Actually, I was already aware that Mariah Carey's IQ barely exceeds her bust measurement, and that she would be well-advised to open her mouth only to eat, yawn and sing. For Bill Bryson once described how she got to the nub of the problem facing the Third World, informing the press that "whenever I watch TV and see those poor starving kids all over the world, I can't help but cry. I mean I'd love to be skinny like that, but not with all those flies and death and stuff."

Still, in mistaking the death of one of the world's great political leaders for that of a sportsman, Carey is at least in erudite company. At the beginning of his excellent book Manchester United Ruined My Life, Colin Shindler recalls his admiration for an unremarkable but versatile defender called Bobby Kennedy, who played for Shindler's beloved Manchester City in 1967-68, when City won the League championship.

At around 8am on 5 June 1968, shortly after Shindler, then a first-year student at Cambridge University, had staggered home from a May Ball, a friend woke him up by bursting into his room shouting: "They've shot him! They've shot Bobby Kennedy!" Shocked and confused, Shindler sat bolt upright in bed. "Why the hell would anyone shoot Bobby Kennedy?" he asked. "We've just won the League."
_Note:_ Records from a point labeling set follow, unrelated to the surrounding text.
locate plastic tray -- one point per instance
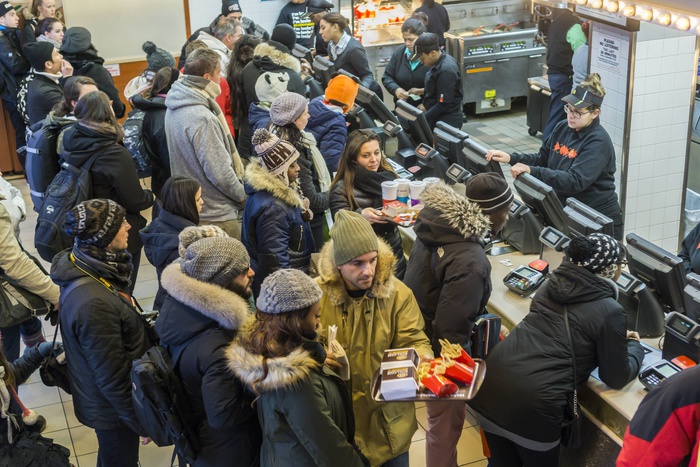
(464, 392)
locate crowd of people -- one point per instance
(250, 180)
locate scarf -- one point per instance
(210, 91)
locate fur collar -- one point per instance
(277, 56)
(461, 214)
(261, 180)
(332, 283)
(224, 306)
(283, 372)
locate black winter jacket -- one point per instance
(154, 136)
(13, 64)
(160, 243)
(88, 64)
(530, 374)
(102, 335)
(113, 174)
(580, 164)
(197, 322)
(388, 231)
(398, 74)
(449, 273)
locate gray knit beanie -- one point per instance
(215, 260)
(287, 290)
(352, 236)
(287, 107)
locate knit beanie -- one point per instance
(342, 89)
(352, 236)
(230, 6)
(215, 260)
(189, 235)
(94, 222)
(489, 191)
(77, 39)
(599, 253)
(156, 57)
(275, 154)
(287, 290)
(287, 107)
(38, 53)
(283, 35)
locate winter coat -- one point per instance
(580, 164)
(14, 263)
(197, 321)
(154, 136)
(102, 335)
(274, 232)
(388, 231)
(690, 251)
(449, 272)
(113, 174)
(304, 408)
(160, 243)
(513, 402)
(399, 74)
(386, 317)
(665, 429)
(88, 64)
(13, 64)
(330, 130)
(199, 151)
(42, 94)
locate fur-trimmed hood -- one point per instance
(449, 218)
(259, 179)
(332, 282)
(224, 306)
(266, 55)
(283, 372)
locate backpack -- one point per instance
(42, 160)
(71, 186)
(135, 142)
(161, 403)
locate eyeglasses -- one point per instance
(573, 112)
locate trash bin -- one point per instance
(538, 97)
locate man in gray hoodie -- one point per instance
(200, 143)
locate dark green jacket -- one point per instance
(304, 409)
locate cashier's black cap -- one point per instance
(426, 43)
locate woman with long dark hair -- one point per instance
(304, 408)
(180, 205)
(357, 186)
(98, 133)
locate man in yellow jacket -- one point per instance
(374, 311)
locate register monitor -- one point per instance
(542, 199)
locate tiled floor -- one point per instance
(505, 132)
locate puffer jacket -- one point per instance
(330, 130)
(102, 335)
(388, 231)
(197, 322)
(274, 232)
(449, 273)
(386, 317)
(160, 243)
(304, 408)
(513, 402)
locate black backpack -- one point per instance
(161, 404)
(71, 186)
(136, 144)
(42, 160)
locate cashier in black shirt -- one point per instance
(443, 83)
(578, 159)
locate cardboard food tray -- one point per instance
(464, 392)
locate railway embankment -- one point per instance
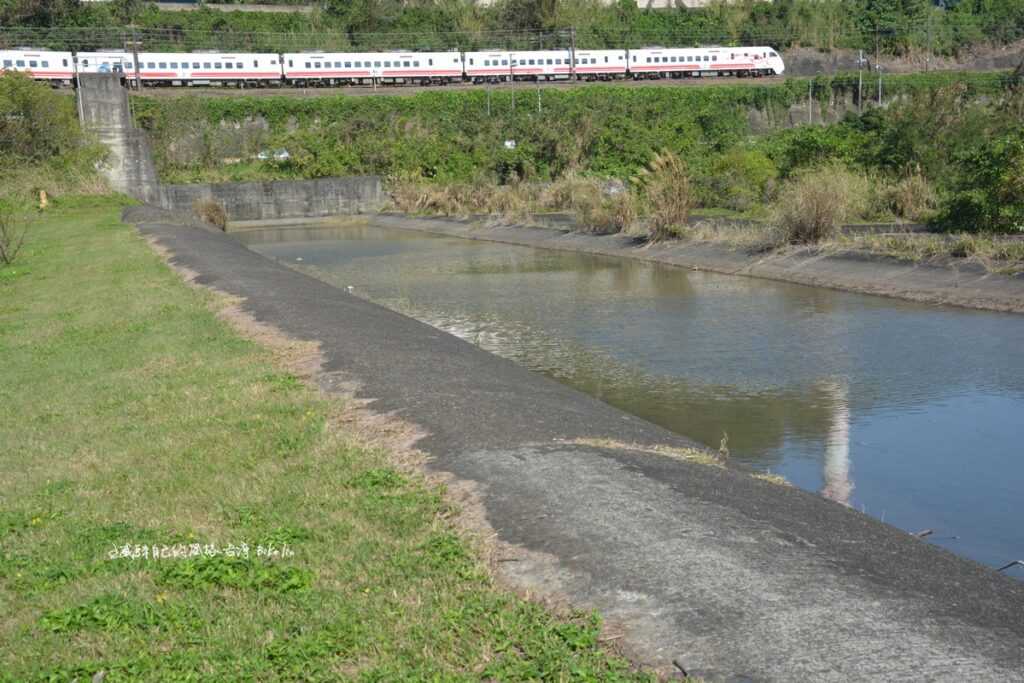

In the sporting arena itself, there are countless instances of mistaken identity. When pressed, most television and radio commentators can remember leaping, Bob Beamon-like, to the wrong conclusion. Bill McLaren, bless him, is still aghast at the cock-up he made at Twickenham in 1975, when the left-wing Alan Morley scored a try for England and he credited it to the right-wing Peter Squires. "I'm told that Morley's mother in Bristol rose to her feet and shouted, `that's our Alan, you bloody fool,'" recalls McLaren, blushing even now. Similarly, Barry Davies remembers a howler during a football match years ago featuring Bristol City, when he repeatedly referred to the goalscorer as Gerry Gow. In fact it was Geoff Merrick. "Afterwards, Merrick came up and said, `I wouldn't mind, but I don't get that effing many.'"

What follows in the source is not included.